Fondazione Bruno Kessler - Technologies of Vision

contains material from
Template Matching Techniques in Computer Vision: Theory and Practice
Roberto Brunelli 2009 John Wiley & Sons, Ltd

5.1 Histogram equalization

The use of the normalized correlation coefficient allows us to cope with global linear intensity remapping of the images being compared.

1 sampleimages     <- file.path(system.file(package="TeMa"), 
2 ...                               "sampleimages") 
3 img1 <- ia.scale(as.animage(getChannels(read.pnm( 
4 ...                   file.path(sampleimages, "sampleFace_01.pgm")))), 
5 ...                  255) 
6 m    <- animask(32,87,104,104) 
7 face <- ia.integerAnimage(ia.scale(ia.get(img1, m), 255))

However, in many cases, image intensity undergoes a non linear transformation, a typical case being that of gamma correction, routinely applied by cameras in order to provide images that are more readable from human inspectors. The following code snippet applies a darkening gamma correction:

1 dark   <- ia.matop(function(x) ((x/255)**(4))*255, face) 
2 tm.plot("figures/dark", 
3 tm.plot("figures/darkH", hist(dark))

If we compute the correlation between dark and face we do not get 1 but a lower value

1 ia.correlation(ia.realAnimage(dark), ia.realAnimage(face))[[4]]
1[1] 0.957491

even if the value is not as low as one would expect by the perceived image difference. Let us consider the following problem: given a set of face images, snapped under different illumination conditions, we want to compare each of them to every other one. This means that for each comparison, the two images may be characterized by two different illumination conditions. A possible solution is to equalize in turn one of the images, the one whose histogram has a lower entropy and hence less information, so that it approximates the histogram of the more informative image. By doing so, we ensure that we do not throw away information. Let us assume that we are working with 8 bits images (256 intensity levels).

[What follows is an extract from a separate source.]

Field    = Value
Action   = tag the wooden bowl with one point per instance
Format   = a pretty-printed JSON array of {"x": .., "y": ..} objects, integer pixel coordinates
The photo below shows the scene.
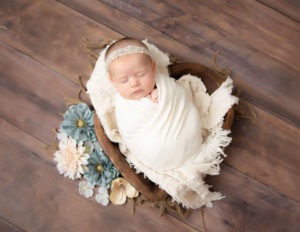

1   tm.entropy <- function(img) { 
2 ...     fs <- (hist(img,plot=FALSE,breaks=0:256)$counts)/ia.size(img) 
3 ...     fs <- fs[fs > 0] 
4 ...     -sum(fs*log2(fs)) 
5 ...   } 
6   tm.entropy(dark)
1[1] 6.514707
1   tm.entropy(face)
1[1] 6.642061

As face has a higher entropy, we equalize dark using as target histogra the histogram of face:

1 darkEq <- tm.histogramEqualize(dark, 
2 ...                                list(type="target", 
3 ...                                     histo=tm.histogram(face))) 
4 ia.correlation(ia.realAnimage(darkEq), ia.realAnimage(face))[[4]]
1[1] 0.9999505

The histogram of darkEq is now very similar to that of face and the correlation value of the two images is higher than that of the couple (dark, face). The major drawback of this strategy is that every time we compare two (different) images we must perform a different equalization. An alternative is to choose a neutral equalization target, and normalize each image towards it. A natural choice is to choose a Gaussian distribution whose location paramters is 128 and whose standard deviation is such that no shadow or highlight clipping occurs when restricting to the interval [0.255]:

1 darkEq <- tm.histogramEqualize(dark, 
2 ...                      eqSpecs = list(type="Gaussian", 
3 ...                                     gMin=0, gMax=256, mu=128, sd=30)) 
4 faceEq <- tm.histogramEqualize(face, 
5 ...                      eqSpecs = list(type="Gaussian", 
6 ...                                     gMin=0, gMax=256, mu=128, sd=30)) 
7 tm.plot("figures/darkEq", 
8 tm.plot("figures/darkEqH", hist(darkEq))

Even in this case we get a better correlation value than the one we got when comparing directly dark and face:

1 ia.correlation(ia.realAnimage(darkEq), ia.realAnimage(faceEq))[[4]]
1[1] 0.999878


Figure 5.1: Image dark (top row) can be equalized so that the distributions of its intensity values approaches a Gaussian distribution (bottom row).